75 There is in my view no necessary inconsistency between, on the one hand, the legislation governing CASA including so far as relevant the AAT Act, and on the other, the capacity for parties to reach a concluded agreement, binding at law, whereby the parties agree jointly to approach the AAT and ask it to set aside the relevant decision on agreed terms. Such a contract does not a priori indicate any failure to have regard to safety considerations. Nor, by subjecting CASA to the sanction of damages, does it prevent CASA from taking into proper account safety considerations in reaching such a binding agreement, and otherwise conforming to the Act in the kind of conditions contemplated. There is no submission made that the conditions here contemplated were incompatible with the Act or not within its contemplation.
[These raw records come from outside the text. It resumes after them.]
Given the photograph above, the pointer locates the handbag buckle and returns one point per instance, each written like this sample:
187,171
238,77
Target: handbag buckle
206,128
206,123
76 Indeed the very capacity to make such a contract (s13 of the Act) is capable of furthering CASA's powers under the Act. The parties are able consensually to reach an agreement compatible with safety considerations without the delay and uncertainty inherent in an adversarial contest before the AAT. I agree with the trial judge that there is a powerful public interest in parties being encouraged to settle litigation in the AAT, as in other jurisdictions. I agree in particular with the following observations of the trial judge (at [53]) though with the reservation that I do not consider the AAT would have acted as a mere rubber stamp with respect to the agreement handed up:
"53. … It is true the parties, by the time CASA withdrew from the agreement, had not created just one document to hand the AAT, but they had agreed on the variations to the undertakings so such a document, even a copy of the undertakings with handwritten amendments, I find, could have been handed up. The handing up of such a document would have been consistent with the practice of courts and tribunals when cases are settled. Consideration of the merits appears not to have been necessary. Parliament, as senior counsel for Scenic submitted, provided compromise in the available armoury of dispute resolution. Given the agreement was reached at a conference held at the suggestion of the Deputy President, both parties were represented by counsel and solicitors, and CASA had personnel present and involved in an area where it had special interest and expertise, viz civil aviation, (see: Re Higginbotham and Repatriation Commission 35 ALD 179 at [26]), it is unlikely in the extreme, I find, the Deputy President would not have been satisfied a decision in its terms or consistently with them was within the AAT's powers. CASA, I find, was bound to instruct its solicitors to ask the AAT, in company with Scenic's solicitor, to make consent orders to reflect the agreement."
77 Earlier at [48] the trial judge concluded that, "… as to the question of power, the AAT had power to set aside the AOC's cancellation and, I am satisfied, would have done so if asked to, as one of the terms of settlement".